All of its engineering and manufacturing facilities are located in the US (in California and Wisconsin), though the company uses subcontractors to produce the majority of its components. Of course, all of its high-performance computers are built to order.
Cray has supercomputers installed at more than 100 sites worldwide. Its supercomputers run on the company's Cray Linux Environment (CLE) operating system. Cray is one of the only companies left that exclusively makes supercomputers. Competitors such as IBM are traditional PC companies that also custom-design high-performance models for customers.
Sales and Marketing
Cray has a direct sales force that operates from sales and service facilities in Australia, Canada, China, France, Germany, Hong Kong, India, Italy, Japan, South Korea, Spain, Switzerland, Taiwan, the UK, and the US. Only about 20% of sales come from outside the US.
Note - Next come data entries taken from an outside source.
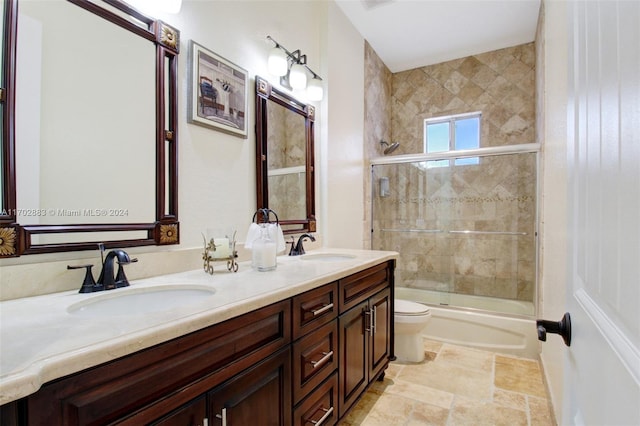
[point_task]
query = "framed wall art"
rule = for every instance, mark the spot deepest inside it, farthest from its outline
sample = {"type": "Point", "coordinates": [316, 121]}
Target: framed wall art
{"type": "Point", "coordinates": [217, 92]}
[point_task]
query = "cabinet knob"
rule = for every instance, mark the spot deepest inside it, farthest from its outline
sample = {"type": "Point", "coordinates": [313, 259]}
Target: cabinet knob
{"type": "Point", "coordinates": [327, 356]}
{"type": "Point", "coordinates": [327, 414]}
{"type": "Point", "coordinates": [223, 416]}
{"type": "Point", "coordinates": [325, 308]}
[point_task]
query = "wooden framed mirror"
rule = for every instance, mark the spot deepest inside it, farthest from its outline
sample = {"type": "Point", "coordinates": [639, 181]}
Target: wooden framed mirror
{"type": "Point", "coordinates": [285, 158]}
{"type": "Point", "coordinates": [89, 138]}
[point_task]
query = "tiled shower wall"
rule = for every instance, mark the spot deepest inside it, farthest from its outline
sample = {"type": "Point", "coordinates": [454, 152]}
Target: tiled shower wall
{"type": "Point", "coordinates": [500, 84]}
{"type": "Point", "coordinates": [428, 210]}
{"type": "Point", "coordinates": [499, 194]}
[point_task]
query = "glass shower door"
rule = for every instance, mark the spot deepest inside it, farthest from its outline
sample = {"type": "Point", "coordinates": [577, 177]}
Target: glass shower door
{"type": "Point", "coordinates": [466, 233]}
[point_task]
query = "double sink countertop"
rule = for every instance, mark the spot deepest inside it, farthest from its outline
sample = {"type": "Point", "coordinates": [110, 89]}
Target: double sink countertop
{"type": "Point", "coordinates": [43, 338]}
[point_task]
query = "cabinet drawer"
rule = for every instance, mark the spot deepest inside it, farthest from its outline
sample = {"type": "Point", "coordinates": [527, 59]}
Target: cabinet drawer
{"type": "Point", "coordinates": [315, 357]}
{"type": "Point", "coordinates": [320, 407]}
{"type": "Point", "coordinates": [314, 308]}
{"type": "Point", "coordinates": [357, 287]}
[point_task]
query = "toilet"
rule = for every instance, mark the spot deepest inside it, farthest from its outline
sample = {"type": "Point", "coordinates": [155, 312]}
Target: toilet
{"type": "Point", "coordinates": [410, 319]}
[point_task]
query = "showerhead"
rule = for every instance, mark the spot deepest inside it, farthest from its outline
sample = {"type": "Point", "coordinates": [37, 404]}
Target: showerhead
{"type": "Point", "coordinates": [390, 147]}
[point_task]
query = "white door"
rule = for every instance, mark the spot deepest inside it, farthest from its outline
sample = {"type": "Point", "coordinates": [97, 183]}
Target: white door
{"type": "Point", "coordinates": [602, 366]}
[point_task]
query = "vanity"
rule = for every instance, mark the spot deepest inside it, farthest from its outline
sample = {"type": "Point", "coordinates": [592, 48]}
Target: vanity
{"type": "Point", "coordinates": [298, 345]}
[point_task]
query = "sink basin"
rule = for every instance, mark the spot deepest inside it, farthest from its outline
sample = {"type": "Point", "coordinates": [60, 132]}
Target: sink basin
{"type": "Point", "coordinates": [328, 257]}
{"type": "Point", "coordinates": [133, 301]}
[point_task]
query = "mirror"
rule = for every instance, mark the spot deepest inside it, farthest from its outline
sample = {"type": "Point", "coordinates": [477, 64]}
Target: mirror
{"type": "Point", "coordinates": [89, 146]}
{"type": "Point", "coordinates": [285, 158]}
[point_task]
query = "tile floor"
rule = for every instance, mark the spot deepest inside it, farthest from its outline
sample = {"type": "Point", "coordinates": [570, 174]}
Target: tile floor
{"type": "Point", "coordinates": [456, 385]}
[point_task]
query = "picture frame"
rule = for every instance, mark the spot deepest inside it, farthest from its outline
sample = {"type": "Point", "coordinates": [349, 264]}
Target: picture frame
{"type": "Point", "coordinates": [218, 92]}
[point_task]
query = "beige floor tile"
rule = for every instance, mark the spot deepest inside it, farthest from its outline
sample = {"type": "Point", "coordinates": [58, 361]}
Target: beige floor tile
{"type": "Point", "coordinates": [467, 357]}
{"type": "Point", "coordinates": [540, 412]}
{"type": "Point", "coordinates": [519, 375]}
{"type": "Point", "coordinates": [427, 415]}
{"type": "Point", "coordinates": [421, 393]}
{"type": "Point", "coordinates": [449, 377]}
{"type": "Point", "coordinates": [456, 386]}
{"type": "Point", "coordinates": [481, 413]}
{"type": "Point", "coordinates": [381, 410]}
{"type": "Point", "coordinates": [510, 399]}
{"type": "Point", "coordinates": [432, 346]}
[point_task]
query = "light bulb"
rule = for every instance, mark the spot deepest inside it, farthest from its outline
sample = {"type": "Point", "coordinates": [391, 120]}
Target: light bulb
{"type": "Point", "coordinates": [315, 91]}
{"type": "Point", "coordinates": [298, 77]}
{"type": "Point", "coordinates": [277, 63]}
With supercomputer price tags often at $10 million and up, the company's annual results can fluctuate dramatically. In 2012 overall sales jumped to $421 million, up 78% from the $236 million earned in 2011. The increase was due a project with the National Center for Supercomputing Applications (NCSA) at the University of Illinois to build its supercomputer, named Blue Waters, as well as upgrades to the supercomputer at the Oak Ridge National Laboratory.
After years of losses, Cray has been profitable since 2010, and 2012’s profits skyrocketed 1,000% to $161 million after it sold its interconnect hardware development program and related intellectual property to Intel for $140 million in cash.
In 2013 Cray expanded its line of midrange supercomputers, which have price tags between $200,000 and $500,000. The lower priced systems expand the company's market reach and potential for growth. In another strategic move, in 2012 Cray formed YarcData, a division focused solely on providing systems and services to the big data market. That year it also acquired California-based Appro International for about $21.8 million in cash. Appro International provides supercomputing services.
Formerly Tera Computer, the company bought Cray Research from Silicon Graphics and changed its name to Cray in 2000. In 2004 Cray acquired Canadian supercomputer developer OctigaBay Systems, which became Cray Canada. The company's name comes from the late Seymour R. Cray, the "father of supercomputing," although Mr. Cray never worked for Cray Inc.